Green sun orchid

Scientific classification
- Kingdom: Plantae
- Clade: Embryophytes
- Clade: Tracheophytes
- Clade: Angiosperms
- Clade: Monocots
- Order: Asparagales
- Family: Orchidaceae
- Subfamily: Orchidoideae
- Tribe: Diurideae
- Genus: Thelymitra
- Species: T. viridis
- Binomial name: Thelymitra viridis Jeanes

= Thelymitra viridis =

- Genus: Thelymitra
- Species: viridis
- Authority: Jeanes

Species of orchid

Thelymitra viridis, commonly called green sun orchid, is a species of orchid that is endemic to Tasmania. It has a single erect, fleshy, channelled leaf and up to seven small self-pollinating pale blue to pale purplish flowers. The rest of the plant is a pale green colour.

==Description==
Thelymitra viridis is a tuberous, perennial herb with a single erect, pale green, fleshy, channelled, linear to lance-shaped leaf 100-250 mm long and 5-12 mm wide, sometimes with a purplish base.

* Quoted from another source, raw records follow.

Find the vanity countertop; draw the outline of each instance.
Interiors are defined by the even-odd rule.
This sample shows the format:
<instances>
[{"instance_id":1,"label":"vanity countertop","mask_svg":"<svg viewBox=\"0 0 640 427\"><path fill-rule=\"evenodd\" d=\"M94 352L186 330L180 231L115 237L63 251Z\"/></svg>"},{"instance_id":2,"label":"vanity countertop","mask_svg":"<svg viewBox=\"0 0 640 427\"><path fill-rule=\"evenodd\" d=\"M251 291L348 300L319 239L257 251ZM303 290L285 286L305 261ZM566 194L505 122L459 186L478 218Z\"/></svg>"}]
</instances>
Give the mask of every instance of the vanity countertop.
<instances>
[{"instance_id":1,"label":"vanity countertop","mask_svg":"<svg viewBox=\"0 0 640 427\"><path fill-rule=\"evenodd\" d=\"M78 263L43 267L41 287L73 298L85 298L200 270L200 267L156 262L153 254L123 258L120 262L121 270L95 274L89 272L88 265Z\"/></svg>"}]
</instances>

Between two and seven pale blue to pale purple flowers 13-22 mm wide are arranged on a flowering stem 150-300 mm tall. The sepals and petals are 5-11 mm long and 3.5-7 mm wide and pale green on the back. The column is pale blue to pale green, 4-6 mm long and 2-3.5 mm wide. The lobe on the top of the anther is usually yellowish, tube-shaped and gently curved with a small notch. The side lobes curve upwards and have mop-like tufts of white hairs. Flowering occurs in October and November but the flowers are self-pollinating and only open on hot days.

==Taxonomy and naming==
Thelymitra viridis was first formally described in 2004 by Jeff Jeanes and the description was published in Muelleria from a specimen collected in the Rocky Cape National Park. The specific epithet (viridis) is a Latin word meaning "green", referring to the overall pale greenish colour of this orchid.

==Distribution and habitat==
Green sun orchid grows in heath, near swamps and near rocks in coastal Tasmania.